The bad news is that about 1,000 more global Baptists are missing the meeting because the U.S. wouldn’t let them in, denying visa applications right and left, usually with no explanation. Countries in Africa and Asia were most affected: the entire delegation of 87 Angolan Baptists was denied entry, according to Emmett Dunn, BWA’s conference director. A reported 40 percent of the 246 Nigerian Baptists who hoped to attend were likewise turned away. Just two of 27 registrants from Sierra Leone were allowed in the country, and less than a quarter of the more than 100 who wanted to attend from Bangladesh were granted visas. Other hard-hit countries included India, Liberia, and Ghana. My friend Eddie Enim (right) made it, but many of his compatriots did not. The two members of a men’s choir from Nagaland (below) got in, but many others from India met only closed doors.

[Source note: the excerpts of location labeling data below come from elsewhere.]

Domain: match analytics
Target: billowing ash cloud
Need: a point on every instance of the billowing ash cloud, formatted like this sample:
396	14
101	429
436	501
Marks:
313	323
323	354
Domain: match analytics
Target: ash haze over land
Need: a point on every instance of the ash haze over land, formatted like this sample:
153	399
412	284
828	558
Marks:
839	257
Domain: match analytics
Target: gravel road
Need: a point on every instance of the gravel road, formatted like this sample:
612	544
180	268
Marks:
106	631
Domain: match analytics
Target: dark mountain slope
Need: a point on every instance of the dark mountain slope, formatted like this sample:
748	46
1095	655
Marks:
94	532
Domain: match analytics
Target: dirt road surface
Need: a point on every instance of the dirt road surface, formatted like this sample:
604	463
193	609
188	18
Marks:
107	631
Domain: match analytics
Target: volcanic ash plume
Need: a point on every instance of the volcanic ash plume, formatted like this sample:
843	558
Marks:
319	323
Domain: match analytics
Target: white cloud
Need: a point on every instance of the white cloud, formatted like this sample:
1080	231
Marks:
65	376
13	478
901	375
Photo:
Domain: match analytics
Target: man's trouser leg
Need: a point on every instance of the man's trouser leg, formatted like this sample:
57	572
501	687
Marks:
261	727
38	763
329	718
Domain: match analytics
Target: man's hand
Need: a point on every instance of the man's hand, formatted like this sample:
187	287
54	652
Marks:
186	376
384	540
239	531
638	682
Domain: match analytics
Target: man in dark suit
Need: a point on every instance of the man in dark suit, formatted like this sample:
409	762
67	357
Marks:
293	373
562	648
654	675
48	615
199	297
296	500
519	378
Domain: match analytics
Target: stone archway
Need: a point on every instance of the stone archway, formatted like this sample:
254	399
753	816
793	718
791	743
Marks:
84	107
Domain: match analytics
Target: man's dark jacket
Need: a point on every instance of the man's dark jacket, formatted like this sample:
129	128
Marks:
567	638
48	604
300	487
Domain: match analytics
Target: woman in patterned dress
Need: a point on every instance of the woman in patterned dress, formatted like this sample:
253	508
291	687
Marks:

Has America’s emphasis on “homeland security” made us so paranoid that we fear some terrorist may have infiltrated a bunch of Baptists? Or do we fear that Baptists from poor countries might want to stay as undocumented aliens and not return to the homes and churches from whence they would have come?
I can understand why the government might want to deny entry to a few folks whom they might think could pose a threat, but the wholesale denials affecting this year’s Congress are truly disturbing. As Denton Lotz was receiving the BWA’s quinquennial human rights award, he said we should protest such treatment of our Baptist brothers and sisters, and he’s right.
If this keeps up, we’ll soon have to change the lyrics of “America the Beautiful” to admit that we may still be “the land of the free,” but are now “the home of the insecure.”